Peace. This is the word that I hold onto with dear life. The one that my heart has been crying out for repeatedly. Whether it is the world’s peace or God’s peace I have been trying to hold onto I am not sure, but at this point I am at the end of the rope.
“Peace I leave with you; my peace I give to you. Not as the world gives do I give to you. Let not your hearts be troubled, neither let them be afraid.” John 14:27
I am currently sitting in a bed in Las Vegas struggling to connect to Wi-Fi at 3 in the morning. In about 3 hours and 45ish minutes I am going to have to put my game face on and play the have it together girl. However, at this moment so many things are weighing on my mind that I realized that falling back asleep may not be an option.
If you have been following the lowkey dramatics of my life, that has been so eloquently explained through The Odyssey, you may know one set of stressors in my life, then there are classes, upcoming things, and the beautiful fear of the unknown. However, to be real honest I have allowed myself to hold onto the expectation that I need to be in control of everything in my life. What a weight it is to tell yourself that you must make sure that you follow God’s plan and every breath and decision lines up to His perfect plan. The thing is I don’t know the plan and it is hard to follow it if God only gives it to you in pieces for your own good.
I sometimes see myself as a child whining to God begging Him to let me know how much longer, how much further, and what is next. I have thrown tantrums, cried, complained, and still He reminds me to be wait and present in the moment. Yet, He calmly reminds me that He is in control and everything will happen in His perfect timing. I do not have to worry and I can hold onto peace.
This elusive peace. What even is it? Why am I trying to claim it for myself in 2017? Anytime I see the word I jump around and instantly buy the mug, picture, or item with the word plastered all over it. However, do I even know what it is? Do I know what my heart is truly crying out for?
I like to pretend I know what it is. I mean when things are not going the speed that I think it should or everything is a complete mess and filled with a ton of high emotions. I am quick to say that, “I do not follow a Lord of confusion so I EXPECT TO NOT BE FREAKING THROWN IN CHAOS.” I mean that is slightly true, but I also live in a world filled with fallen people that make everything chaotic and that also includes me and my all over the place personality.
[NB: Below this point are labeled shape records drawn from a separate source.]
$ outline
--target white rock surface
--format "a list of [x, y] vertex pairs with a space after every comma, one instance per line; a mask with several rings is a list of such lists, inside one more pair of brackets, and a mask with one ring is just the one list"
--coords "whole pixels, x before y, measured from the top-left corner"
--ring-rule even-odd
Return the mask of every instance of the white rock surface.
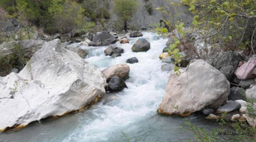
[[179, 75], [171, 73], [165, 91], [158, 113], [187, 116], [207, 106], [218, 108], [227, 99], [230, 88], [224, 75], [197, 60]]
[[81, 108], [106, 85], [100, 71], [59, 39], [47, 43], [19, 74], [0, 77], [0, 131]]

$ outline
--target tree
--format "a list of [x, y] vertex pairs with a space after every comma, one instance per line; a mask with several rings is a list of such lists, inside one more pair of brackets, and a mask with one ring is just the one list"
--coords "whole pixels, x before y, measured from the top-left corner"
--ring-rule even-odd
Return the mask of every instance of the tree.
[[124, 22], [124, 30], [127, 30], [127, 22], [136, 13], [137, 6], [139, 4], [135, 0], [115, 0], [114, 11], [115, 12], [119, 20]]

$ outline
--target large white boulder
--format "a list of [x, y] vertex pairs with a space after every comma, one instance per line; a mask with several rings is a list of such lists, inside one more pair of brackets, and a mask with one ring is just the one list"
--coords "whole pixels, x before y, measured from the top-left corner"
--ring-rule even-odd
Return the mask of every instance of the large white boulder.
[[104, 95], [101, 72], [59, 39], [43, 45], [19, 74], [0, 77], [0, 131], [62, 116]]
[[158, 113], [187, 116], [207, 106], [218, 108], [227, 99], [230, 89], [224, 75], [198, 60], [179, 75], [171, 73], [165, 91]]

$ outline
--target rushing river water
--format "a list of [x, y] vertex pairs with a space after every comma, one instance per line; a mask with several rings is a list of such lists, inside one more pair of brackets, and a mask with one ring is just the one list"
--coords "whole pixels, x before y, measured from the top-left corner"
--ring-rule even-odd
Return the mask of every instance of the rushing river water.
[[150, 42], [149, 50], [132, 52], [131, 47], [139, 38], [130, 38], [129, 43], [117, 44], [125, 53], [115, 58], [104, 55], [106, 47], [80, 46], [90, 51], [85, 60], [101, 70], [136, 57], [138, 63], [128, 64], [128, 88], [107, 93], [100, 102], [85, 111], [0, 133], [0, 142], [182, 142], [193, 136], [179, 129], [187, 119], [209, 130], [218, 126], [198, 114], [184, 118], [157, 114], [169, 75], [161, 70], [164, 64], [158, 58], [167, 39], [155, 33], [143, 34]]

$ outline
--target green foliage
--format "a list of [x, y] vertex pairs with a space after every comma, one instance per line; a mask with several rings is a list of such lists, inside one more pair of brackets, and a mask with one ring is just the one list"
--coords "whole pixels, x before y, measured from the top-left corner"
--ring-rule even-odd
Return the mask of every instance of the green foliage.
[[0, 54], [0, 76], [9, 74], [14, 67], [24, 66], [26, 61], [24, 56], [24, 53], [19, 43], [14, 44], [11, 53]]
[[139, 4], [135, 0], [115, 0], [114, 11], [124, 22], [124, 28], [127, 30], [127, 22], [130, 19], [132, 15], [137, 11], [137, 6]]
[[[182, 0], [195, 16], [195, 29], [206, 32], [204, 38], [221, 42], [229, 49], [249, 46], [256, 29], [255, 0]], [[251, 42], [252, 41], [252, 42]], [[252, 50], [255, 47], [250, 45]], [[254, 51], [253, 51], [254, 52]]]
[[85, 25], [85, 33], [93, 32], [95, 27], [95, 23], [93, 22], [87, 22]]
[[150, 2], [149, 3], [147, 3], [146, 5], [145, 6], [146, 9], [147, 9], [147, 11], [149, 14], [150, 15], [153, 14], [153, 5], [152, 5], [152, 3]]

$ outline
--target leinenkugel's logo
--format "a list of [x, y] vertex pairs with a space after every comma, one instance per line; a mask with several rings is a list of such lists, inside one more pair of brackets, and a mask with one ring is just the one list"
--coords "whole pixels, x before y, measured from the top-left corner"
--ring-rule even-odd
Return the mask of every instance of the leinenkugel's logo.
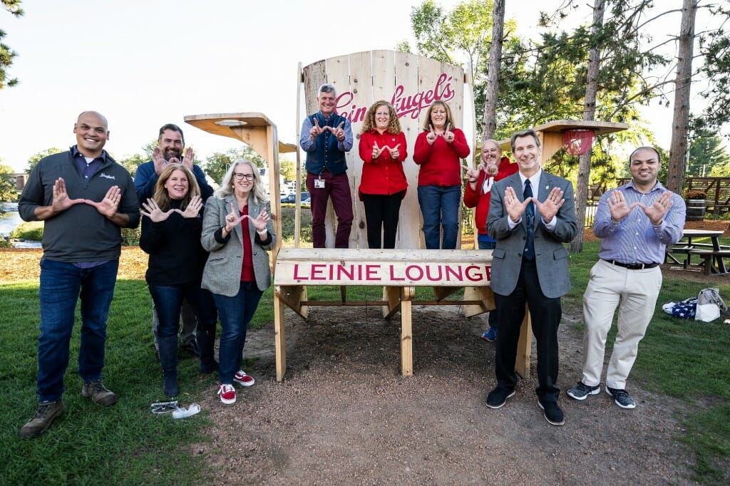
[[[417, 120], [420, 115], [420, 112], [431, 106], [434, 101], [448, 101], [453, 99], [456, 93], [451, 87], [452, 80], [453, 80], [453, 76], [442, 72], [433, 89], [420, 91], [412, 95], [404, 94], [405, 88], [403, 85], [396, 86], [393, 92], [391, 104], [396, 109], [398, 117], [410, 115], [411, 118]], [[337, 96], [336, 101], [335, 112], [349, 120], [350, 123], [361, 122], [365, 118], [365, 112], [367, 112], [367, 107], [358, 107], [357, 103], [353, 102], [354, 99], [354, 93], [345, 91]]]

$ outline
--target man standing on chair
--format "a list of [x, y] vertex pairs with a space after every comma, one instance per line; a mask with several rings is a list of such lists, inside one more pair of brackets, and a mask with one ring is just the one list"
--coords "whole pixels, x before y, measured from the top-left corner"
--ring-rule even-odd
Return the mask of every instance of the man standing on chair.
[[353, 225], [353, 198], [347, 179], [345, 154], [353, 148], [350, 121], [334, 112], [337, 93], [334, 86], [320, 86], [317, 96], [320, 111], [304, 118], [299, 132], [299, 145], [307, 153], [307, 190], [312, 211], [312, 243], [324, 248], [326, 232], [324, 218], [327, 201], [331, 198], [337, 215], [335, 248], [350, 246]]
[[537, 404], [553, 425], [565, 423], [558, 406], [558, 326], [560, 298], [570, 290], [568, 250], [577, 232], [572, 184], [543, 172], [540, 142], [532, 130], [510, 140], [519, 172], [494, 182], [487, 232], [496, 240], [491, 282], [499, 332], [494, 358], [497, 386], [487, 406], [499, 409], [515, 395], [520, 328], [525, 304], [537, 341]]
[[618, 306], [618, 333], [606, 372], [606, 393], [623, 409], [636, 402], [626, 391], [639, 342], [654, 315], [661, 288], [666, 245], [682, 239], [686, 207], [657, 180], [661, 162], [653, 147], [629, 158], [631, 180], [598, 203], [593, 233], [601, 239], [598, 261], [583, 294], [583, 374], [568, 396], [585, 400], [601, 391], [606, 336]]

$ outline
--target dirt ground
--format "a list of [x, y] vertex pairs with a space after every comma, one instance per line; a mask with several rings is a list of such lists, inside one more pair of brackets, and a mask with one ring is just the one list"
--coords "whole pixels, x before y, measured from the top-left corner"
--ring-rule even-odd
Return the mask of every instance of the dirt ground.
[[[0, 252], [0, 279], [36, 279], [39, 257]], [[138, 249], [124, 250], [120, 278], [143, 278], [145, 268]], [[414, 306], [414, 374], [404, 377], [398, 315], [312, 307], [304, 321], [287, 310], [285, 380], [275, 380], [273, 324], [250, 331], [256, 384], [231, 406], [211, 386], [201, 406], [212, 440], [191, 452], [205, 456], [216, 485], [692, 484], [675, 439], [681, 402], [633, 383], [634, 410], [603, 392], [564, 394], [580, 378], [580, 320], [566, 313], [559, 331], [566, 423], [554, 427], [537, 406], [534, 349], [532, 377], [502, 409], [485, 406], [496, 380], [494, 346], [479, 338], [484, 316]]]

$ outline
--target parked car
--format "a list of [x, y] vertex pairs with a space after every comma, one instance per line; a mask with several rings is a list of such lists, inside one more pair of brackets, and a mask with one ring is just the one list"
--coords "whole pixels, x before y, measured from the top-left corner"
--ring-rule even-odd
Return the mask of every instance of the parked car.
[[[310, 201], [310, 193], [307, 193], [307, 192], [301, 193], [301, 204], [304, 204], [304, 200], [307, 201], [307, 204], [310, 204], [309, 203], [309, 201]], [[286, 197], [282, 198], [281, 198], [281, 202], [282, 203], [289, 203], [291, 204], [293, 204], [295, 202], [296, 202], [296, 194], [289, 194]]]

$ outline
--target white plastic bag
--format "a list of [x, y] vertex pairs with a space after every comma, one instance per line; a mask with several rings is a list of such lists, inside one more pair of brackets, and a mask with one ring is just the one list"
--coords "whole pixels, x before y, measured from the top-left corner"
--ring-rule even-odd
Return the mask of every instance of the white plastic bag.
[[703, 288], [697, 295], [696, 320], [710, 323], [720, 317], [720, 311], [727, 312], [728, 306], [720, 296], [718, 288]]

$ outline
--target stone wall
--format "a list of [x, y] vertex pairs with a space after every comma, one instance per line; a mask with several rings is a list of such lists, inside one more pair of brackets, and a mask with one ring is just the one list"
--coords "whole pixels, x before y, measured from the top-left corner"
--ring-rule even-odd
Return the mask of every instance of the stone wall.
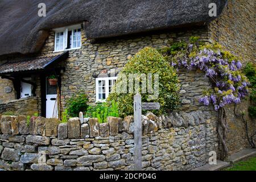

However, God’s peace is not the peace the world offers. God’s peace is one that stays amidst the chaos of the world. God’s peace is the solid rock I stand on while everything around me crumbles. God’s peace is what reminds me that even though my life is filled with unknowns and questions about, “What’s next,” and “What should I do and not do,” I should simply follow. God’s peace is partially obedience and letting go.
There is probably more theological substance to God’s peace. However, to me God’s peace is knowing that at 3:30 am I don’t have to worry about what is next. I don’t have to try and create conversations of clarity. I don’t have to plan the next steps for my life. I don’t have to make everything look perfect or even be perfect. Instead, I can trust that I follow a God that loves me more than anything, and He will work all things for my good, but it will all in turn glorify Him. And at this point all I truly want is to rest in a God that is ready to take on my messy.